These constituents are constituents that, to FDA’s current thinking, potentially could cause health hazards depending on the level, absorption, or interaction with other constituents. FDA intends to establish a revised list of harmful and potentially harmful constituents (HPHCs) that include HPHCs in ENDS products in the Federal Register, issue guidance regarding constituent reporting (i.e., harmful or potentially harmful constituent (HPHC) reporting) under section 904(a)(3) of the FD&C Act, and later issue a testing and reporting regulation as required by section 915. While applicants should submit certain information about HPHCs as part of their applications, the requirement to submit HPHC listings under section 904 of the FD&C Act (21 U.S.C. 387d) is separate and distinct from the premarket review requirements under section 910. HPHC information submitted under section 904 will assist FDA in assessing potential health risks and determining if future regulations to address a product’s health risks are warranted. For PMTAs, FDA expects that applicants will report the levels of HPHCs as appropriate for each product, so the reported HPHCs will differ among different product categories. The Agency recommends that manufacturers consult with CTP’s Office of Science about what is appropriate in the context of a specific application.

For manufacturers of deemed products seeking to comply with the HPHC requirement, critical areas remain unclear, including (1) which HPHCs must be assessed, (2) whether such HPHCs will need to be identified in the e-liquid or tobacco itself or in the vapor/aerosol/smoke produced (particularly for open-system products), (3) what analytical methodologies and testing equipment should be used, and (4) the number of appropriate test samples and replicates, among other things.

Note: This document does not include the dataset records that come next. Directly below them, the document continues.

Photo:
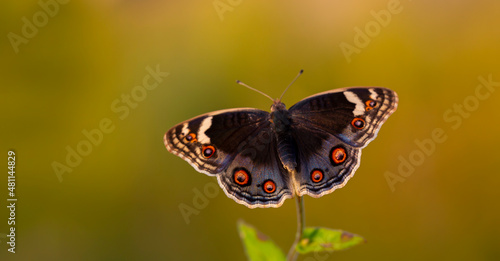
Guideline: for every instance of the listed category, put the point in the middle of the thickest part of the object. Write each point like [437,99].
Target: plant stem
[301,221]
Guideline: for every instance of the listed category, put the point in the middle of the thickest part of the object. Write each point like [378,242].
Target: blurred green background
[121,202]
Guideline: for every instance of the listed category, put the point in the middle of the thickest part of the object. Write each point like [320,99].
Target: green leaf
[317,239]
[258,246]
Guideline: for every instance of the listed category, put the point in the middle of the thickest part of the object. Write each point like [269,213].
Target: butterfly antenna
[296,77]
[253,89]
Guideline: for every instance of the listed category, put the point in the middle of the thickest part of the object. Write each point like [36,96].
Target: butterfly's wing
[238,146]
[331,128]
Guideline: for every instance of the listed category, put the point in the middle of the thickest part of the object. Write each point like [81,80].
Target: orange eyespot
[241,177]
[358,123]
[191,137]
[317,175]
[208,151]
[338,155]
[269,186]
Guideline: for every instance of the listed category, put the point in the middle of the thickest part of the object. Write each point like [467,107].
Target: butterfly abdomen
[285,145]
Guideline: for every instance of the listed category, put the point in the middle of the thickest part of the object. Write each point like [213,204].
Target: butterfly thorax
[281,122]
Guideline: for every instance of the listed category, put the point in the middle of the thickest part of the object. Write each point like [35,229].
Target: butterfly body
[261,158]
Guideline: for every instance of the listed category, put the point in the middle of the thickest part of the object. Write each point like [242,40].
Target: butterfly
[262,158]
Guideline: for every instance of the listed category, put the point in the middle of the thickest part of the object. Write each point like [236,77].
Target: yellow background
[122,201]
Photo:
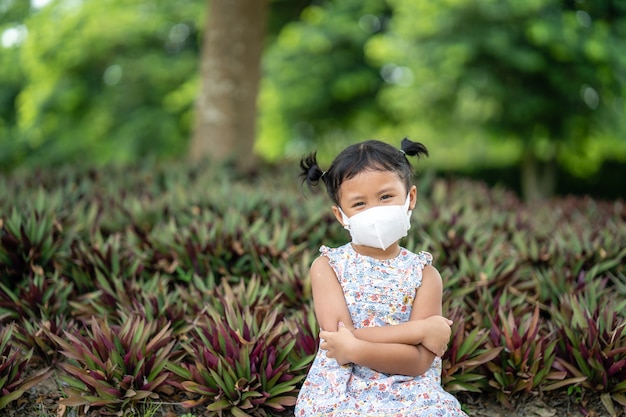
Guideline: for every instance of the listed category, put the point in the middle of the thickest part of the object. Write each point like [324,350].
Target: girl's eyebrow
[358,197]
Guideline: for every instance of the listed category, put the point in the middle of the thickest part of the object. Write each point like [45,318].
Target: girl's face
[372,188]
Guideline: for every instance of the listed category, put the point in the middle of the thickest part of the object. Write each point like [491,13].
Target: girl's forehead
[370,181]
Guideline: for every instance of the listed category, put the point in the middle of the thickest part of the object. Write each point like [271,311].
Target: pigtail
[411,148]
[311,173]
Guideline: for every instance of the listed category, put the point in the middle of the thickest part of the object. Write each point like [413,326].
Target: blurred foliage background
[516,92]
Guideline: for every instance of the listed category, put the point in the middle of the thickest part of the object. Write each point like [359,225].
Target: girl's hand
[339,344]
[437,334]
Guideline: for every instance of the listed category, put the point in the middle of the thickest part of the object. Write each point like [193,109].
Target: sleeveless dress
[377,293]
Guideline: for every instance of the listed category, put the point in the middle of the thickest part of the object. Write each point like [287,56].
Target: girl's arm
[426,326]
[330,309]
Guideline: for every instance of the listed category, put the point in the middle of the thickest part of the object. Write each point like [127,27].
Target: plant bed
[184,290]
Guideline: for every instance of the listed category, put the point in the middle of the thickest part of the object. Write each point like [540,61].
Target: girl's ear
[412,197]
[338,215]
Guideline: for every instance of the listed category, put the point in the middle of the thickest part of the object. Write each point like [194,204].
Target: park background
[149,152]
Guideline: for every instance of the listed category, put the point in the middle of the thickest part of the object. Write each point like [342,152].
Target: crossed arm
[407,348]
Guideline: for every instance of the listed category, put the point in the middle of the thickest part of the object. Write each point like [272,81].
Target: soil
[42,401]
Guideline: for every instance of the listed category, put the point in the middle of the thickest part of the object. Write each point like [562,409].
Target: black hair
[371,154]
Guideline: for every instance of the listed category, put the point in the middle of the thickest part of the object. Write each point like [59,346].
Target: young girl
[378,305]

These are all issues that should be addressed in FDA’s Final HPHC Guidance, which could take several more months or longer to be finalized (especially considering that FDA will be transitioning to a new Commissioner).  At that point, pursuant to FDA’s announced extension, large and small tobacco product manufacturers must submit HPHC reports for their products by six and nine months, respectively, thereafter.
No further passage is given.